Fixing [host-user-contaminated] warning


Umut
 

Hi,
I am working on a project that uses some proprietary layers from a 3rd party. These layers provide tar archives that include prebuilt binaries of some packages and these archives cause host-user-contaminated warnings. Since I only have the root user in my target system, and since I changed the UID/GID of my build user I assume it is not a false-positive. So, I dug a bit to find and resolve the issue and find the function that installs binaries. The function only extracts a tar archive to the ${D} directory with the command below, nothing else. No fakeroot, no management of ownership/permissions.
tar -xjvf $prebuiltdir/${TARGET}/${PN}/${PN}-binaries.tar -C ${D}
I tried various options of tar to extract these files with different UID and GID with no success.
How can I solve this issue? I think it would be better if I patch the script to use the install command but I am not sure how can I integrate that kind of workflow with lots of tar archives that includes lots of subdirectories.
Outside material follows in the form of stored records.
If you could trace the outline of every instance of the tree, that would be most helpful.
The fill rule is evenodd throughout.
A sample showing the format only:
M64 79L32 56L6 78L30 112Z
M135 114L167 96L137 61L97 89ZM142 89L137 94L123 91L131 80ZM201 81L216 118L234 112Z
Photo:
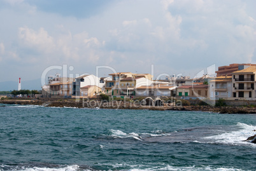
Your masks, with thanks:
M18 93L18 91L17 91L17 90L13 90L13 91L12 91L11 92L11 94L12 94L12 95L13 95L14 96L17 96L17 95L18 95L19 93Z
M29 90L25 90L25 91L24 91L25 94L27 95L27 97L28 97L30 93L31 93L31 92Z

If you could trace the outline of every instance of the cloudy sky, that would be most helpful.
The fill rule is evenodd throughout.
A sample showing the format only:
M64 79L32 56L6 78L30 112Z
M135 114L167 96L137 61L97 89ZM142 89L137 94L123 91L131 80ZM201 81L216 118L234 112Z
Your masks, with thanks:
M0 82L71 73L182 73L256 63L255 0L0 0ZM102 69L102 76L111 72Z

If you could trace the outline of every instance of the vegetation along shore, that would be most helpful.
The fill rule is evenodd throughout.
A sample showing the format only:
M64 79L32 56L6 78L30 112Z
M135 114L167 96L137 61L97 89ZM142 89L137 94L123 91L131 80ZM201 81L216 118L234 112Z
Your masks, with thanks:
M141 100L118 101L102 100L86 100L85 99L6 99L2 98L1 104L19 105L39 105L45 107L101 108L115 109L149 109L157 111L206 111L224 114L256 114L253 106L227 106L225 105L210 106L204 102L192 105L187 100L181 100L180 105L175 103L164 104L160 106L148 106Z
P.S. : I use an LXC-based non-privileged ubuntu container in Proxmox VE as the build host. I don't know if it may affect something but wanted to mention it just in case.

Best regards,
Umut Ediz


Chuck Wolber
 

On Sun, Oct 16, 2022 at 12:13 PM <umut@...> wrote:

%< SNIP %<
 
I tried various options of tar to extract these files with different UID and GID with no success.
How can I solve this issue? I think it would be better if I patch the script to use the install command but I am not sure how can I integrate that kind of workflow with lots of tar archives that includes lots of subdirectories.
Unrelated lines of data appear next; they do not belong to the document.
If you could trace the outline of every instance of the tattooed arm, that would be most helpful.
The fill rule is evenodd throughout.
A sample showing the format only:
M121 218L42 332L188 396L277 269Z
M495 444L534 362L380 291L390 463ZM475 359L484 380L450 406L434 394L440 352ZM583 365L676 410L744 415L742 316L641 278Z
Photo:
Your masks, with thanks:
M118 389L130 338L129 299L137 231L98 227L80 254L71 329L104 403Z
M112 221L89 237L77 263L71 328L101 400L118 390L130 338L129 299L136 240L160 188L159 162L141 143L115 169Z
You were unclear about which tar options you tried, so it makes me wonder if you tried --no-same-owner. I use that in a number of places in my builds and it works just fine.

..Ch:W..

--
"Perfection must be reached by degrees; she requires the slow hand of time." - Voltaire


Martin Jansa
 


On Sun, Oct 16, 2022 at 9:13 PM <umut@...> wrote:
Hi,
I am working on a project that uses some proprietary layers from a 3rd party. These layers provide tar archives that include prebuilt binaries of some packages and these archives cause host-user-contaminated warnings. Since I only have the root user in my target system, and since I changed the UID/GID of my build user I assume it is not a false-positive. So, I dug a bit to find and resolve the issue and find the function that installs binaries. The function only extracts a tar archive to the ${D} directory with the command below, nothing else. No fakeroot, no management of ownership/permissions.
tar -xjvf $prebuiltdir/${TARGET}/${PN}/${PN}-binaries.tar -C ${D}
I tried various options of tar to extract these files with different UID and GID with no success.
How can I solve this issue? I think it would be better if I patch the script to use the install command but I am not sure how can I integrate that kind of workflow with lots of tar archives that includes lots of subdirectories.
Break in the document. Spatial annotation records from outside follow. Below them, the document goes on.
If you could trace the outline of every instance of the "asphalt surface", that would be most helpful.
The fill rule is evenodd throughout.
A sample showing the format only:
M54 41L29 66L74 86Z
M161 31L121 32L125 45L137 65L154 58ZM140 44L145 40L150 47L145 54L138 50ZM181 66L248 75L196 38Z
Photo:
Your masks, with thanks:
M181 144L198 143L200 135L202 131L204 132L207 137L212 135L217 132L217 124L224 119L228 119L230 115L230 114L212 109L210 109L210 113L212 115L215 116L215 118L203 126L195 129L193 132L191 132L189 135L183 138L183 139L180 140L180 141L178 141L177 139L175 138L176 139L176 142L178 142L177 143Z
P.S. : I use an LXC-based non-privileged ubuntu container in Proxmox VE as the build host. I don't know if it may affect something but wanted to mention it just in case.

Best regards,
Umut Ediz



Umut Ediz
 

I also tried chown but I am getting permission errors. But I thought this should not be the case since these commands are running under fake root… But I found out this is not the case since these operations running in a custom task rather than do_install so fakeroot usage should be explicit, afaik. I tried to add fakeroot prefix to the related function and updated the task dependency but still I get permission errors.

On 16 Oct 2022, at 22:51, Martin Jansa <martin.jansa@...> wrote:


On Sun, Oct 16, 2022 at 9:13 PM <umut@...> wrote:
Hi,
I am working on a project that uses some proprietary layers from a 3rd party. These layers provide tar archives that include prebuilt binaries of some packages and these archives cause host-user-contaminated warnings. Since I only have the root user in my target system, and since I changed the UID/GID of my build user I assume it is not a false-positive. So, I dug a bit to find and resolve the issue and find the function that installs binaries. The function only extracts a tar archive to the ${D} directory with the command below, nothing else. No fakeroot, no management of ownership/permissions.
tar -xjvf $prebuiltdir/${TARGET}/${PN}/${PN}-binaries.tar -C ${D}
I tried various options of tar to extract these files with different UID and GID with no success.
How can I solve this issue? I think it would be better if I patch the script to use the install command but I am not sure how can I integrate that kind of workflow with lots of tar archives that includes lots of subdirectories.

P.S. : I use an LXC-based non-privileged ubuntu container in Proxmox VE as the build host. I don't know if it may affect something but wanted to mention it just in case.